Although I shall not spell out the argument here, I think that there is an implicit contradiction in holding that we depend on God, who timelessly knows all our acts, past or future as they may be for us now, and yet our present reality does not necessitate our future acts. I here agree with Jules Lequier’s careful analysis of this problem. The classical doctrine is that God knows our acts not before they occur but timelessly. But what is true timelessly cannot be untrue at any time. If what I do tomorrow is not wholly definite now, still less is it definite eternally. Aquinas makes it as clear as possible that he is indeed "spatializing time" and thus, from the process point of view, falsifying it. In eternity there are only symmetrical dependencies. Only through becoming as creation of new presents, i.e., new items in a partly new total past which is adequately preserved for all the future, in God, can there be the mixture of contingency and conditional necessity (necessary conditions but no fully necessary consequences) which is reality.
As W. P. Montague saw so clearly (with no doubt some help from Peirce and Bergson), becoming as sheer growth, increase without loss, is the concrete reality and the secret of both being and becoming.

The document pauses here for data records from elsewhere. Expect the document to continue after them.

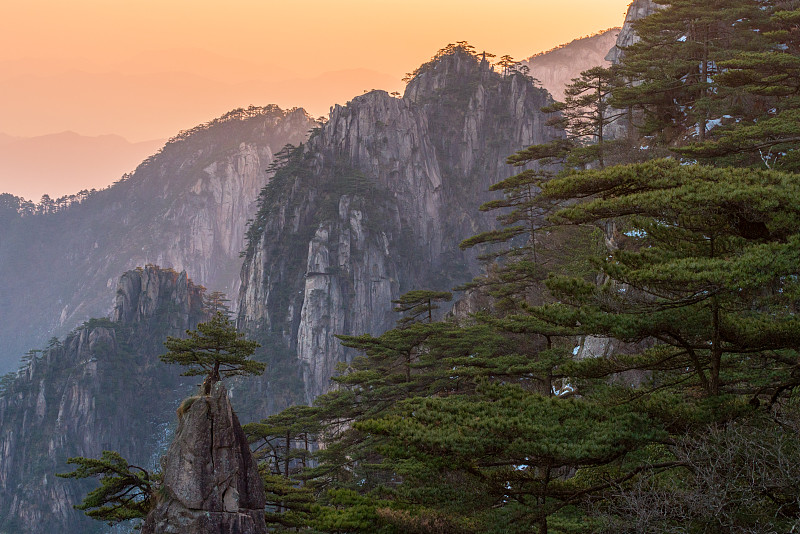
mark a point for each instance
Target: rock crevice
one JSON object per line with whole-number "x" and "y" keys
{"x": 211, "y": 481}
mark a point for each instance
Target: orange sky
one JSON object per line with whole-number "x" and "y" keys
{"x": 145, "y": 69}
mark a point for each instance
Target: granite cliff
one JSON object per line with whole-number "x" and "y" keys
{"x": 638, "y": 9}
{"x": 102, "y": 387}
{"x": 375, "y": 204}
{"x": 211, "y": 482}
{"x": 185, "y": 208}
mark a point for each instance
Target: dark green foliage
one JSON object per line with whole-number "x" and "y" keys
{"x": 283, "y": 447}
{"x": 126, "y": 491}
{"x": 418, "y": 303}
{"x": 215, "y": 349}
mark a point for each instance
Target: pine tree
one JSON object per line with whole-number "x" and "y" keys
{"x": 126, "y": 491}
{"x": 670, "y": 71}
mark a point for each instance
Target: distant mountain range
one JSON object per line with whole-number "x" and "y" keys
{"x": 557, "y": 67}
{"x": 73, "y": 162}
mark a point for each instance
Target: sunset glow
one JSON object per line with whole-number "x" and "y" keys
{"x": 145, "y": 70}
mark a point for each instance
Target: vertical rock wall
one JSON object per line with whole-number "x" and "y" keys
{"x": 102, "y": 388}
{"x": 376, "y": 205}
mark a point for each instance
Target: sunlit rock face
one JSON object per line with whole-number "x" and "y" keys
{"x": 556, "y": 68}
{"x": 639, "y": 9}
{"x": 376, "y": 204}
{"x": 100, "y": 388}
{"x": 185, "y": 208}
{"x": 211, "y": 481}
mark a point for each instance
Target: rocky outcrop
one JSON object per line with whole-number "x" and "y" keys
{"x": 557, "y": 67}
{"x": 101, "y": 388}
{"x": 211, "y": 481}
{"x": 375, "y": 205}
{"x": 638, "y": 10}
{"x": 184, "y": 208}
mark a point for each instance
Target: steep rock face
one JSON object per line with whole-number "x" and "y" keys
{"x": 211, "y": 479}
{"x": 375, "y": 205}
{"x": 557, "y": 67}
{"x": 639, "y": 9}
{"x": 101, "y": 388}
{"x": 184, "y": 208}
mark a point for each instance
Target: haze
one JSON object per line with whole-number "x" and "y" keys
{"x": 145, "y": 70}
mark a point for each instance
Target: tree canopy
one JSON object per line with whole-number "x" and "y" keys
{"x": 215, "y": 349}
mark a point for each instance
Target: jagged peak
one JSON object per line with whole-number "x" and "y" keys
{"x": 144, "y": 292}
{"x": 233, "y": 117}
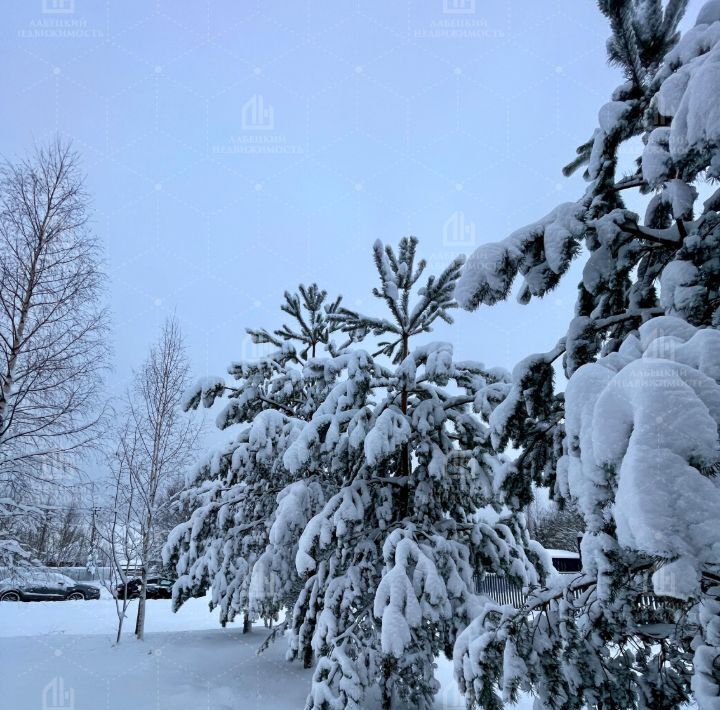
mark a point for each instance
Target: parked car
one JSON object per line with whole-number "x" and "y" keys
{"x": 157, "y": 588}
{"x": 43, "y": 585}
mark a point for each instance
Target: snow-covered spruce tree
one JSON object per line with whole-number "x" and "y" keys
{"x": 246, "y": 510}
{"x": 634, "y": 442}
{"x": 390, "y": 558}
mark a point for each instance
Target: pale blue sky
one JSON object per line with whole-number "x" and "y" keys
{"x": 235, "y": 149}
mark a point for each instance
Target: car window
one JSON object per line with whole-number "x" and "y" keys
{"x": 61, "y": 578}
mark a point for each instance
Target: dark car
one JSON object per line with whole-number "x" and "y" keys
{"x": 40, "y": 585}
{"x": 157, "y": 588}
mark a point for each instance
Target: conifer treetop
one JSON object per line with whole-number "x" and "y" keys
{"x": 311, "y": 321}
{"x": 399, "y": 273}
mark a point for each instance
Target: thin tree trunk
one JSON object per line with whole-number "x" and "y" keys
{"x": 140, "y": 619}
{"x": 404, "y": 495}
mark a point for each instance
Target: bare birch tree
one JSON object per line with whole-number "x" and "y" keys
{"x": 159, "y": 441}
{"x": 53, "y": 328}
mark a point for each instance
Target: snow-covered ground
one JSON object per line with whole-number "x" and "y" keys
{"x": 61, "y": 656}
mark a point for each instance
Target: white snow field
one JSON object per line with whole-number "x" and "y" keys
{"x": 61, "y": 656}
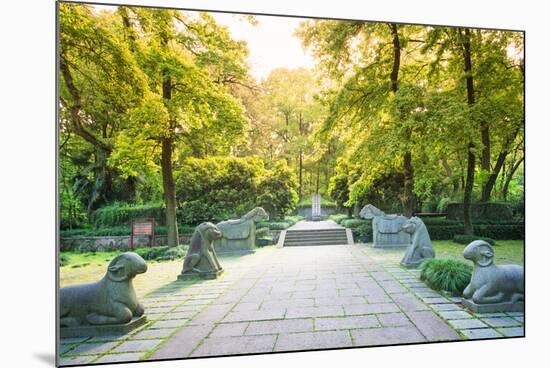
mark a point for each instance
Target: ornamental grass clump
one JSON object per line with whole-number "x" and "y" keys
{"x": 446, "y": 274}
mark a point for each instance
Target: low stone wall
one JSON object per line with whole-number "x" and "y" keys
{"x": 103, "y": 243}
{"x": 121, "y": 243}
{"x": 325, "y": 211}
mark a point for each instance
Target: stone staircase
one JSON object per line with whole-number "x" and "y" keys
{"x": 333, "y": 236}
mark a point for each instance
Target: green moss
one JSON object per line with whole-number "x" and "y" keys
{"x": 446, "y": 274}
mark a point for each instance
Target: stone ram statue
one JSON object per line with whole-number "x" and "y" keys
{"x": 386, "y": 229}
{"x": 240, "y": 235}
{"x": 111, "y": 300}
{"x": 201, "y": 259}
{"x": 492, "y": 284}
{"x": 420, "y": 247}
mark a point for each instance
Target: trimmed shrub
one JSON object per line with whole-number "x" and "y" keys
{"x": 119, "y": 214}
{"x": 446, "y": 274}
{"x": 163, "y": 253}
{"x": 442, "y": 204}
{"x": 365, "y": 229}
{"x": 279, "y": 225}
{"x": 487, "y": 211}
{"x": 119, "y": 231}
{"x": 353, "y": 223}
{"x": 338, "y": 218}
{"x": 63, "y": 259}
{"x": 467, "y": 239}
{"x": 262, "y": 232}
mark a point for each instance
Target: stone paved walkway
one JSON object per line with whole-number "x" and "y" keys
{"x": 296, "y": 298}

One last question. Can God do what God wills to do? Of course, but what does God will to do? Alston (departing from Aquinas who, and not alone in my opinion, is terribly equivocal on this issue) says that God wills that creatures shall have freedom, so that their decisions are made possible, but not fully determined, by God. I agree but add: God had no alternative to willing that there be some free creatures, first because (pace Alston) the idea of not creating at all could occur (if I may say so) only to a confused creature, second because, as Peirce, Bergson, and Whitehead have seen, by a "creature" we can consistently mean only a lesser form of the freedom or creativity which in eminent form is deity. Divine freedom is correlative to nondivine freedom in some form; both as such are necessarily and eternally existent, that is, with some instances or other. An actually creating, loving creator is the only unqualified necessity; all else more specific or particular than this abstract essence is contingent, the play of divine-creaturely freedom.
My warm thanks to Alston for his interesting and challenging essay.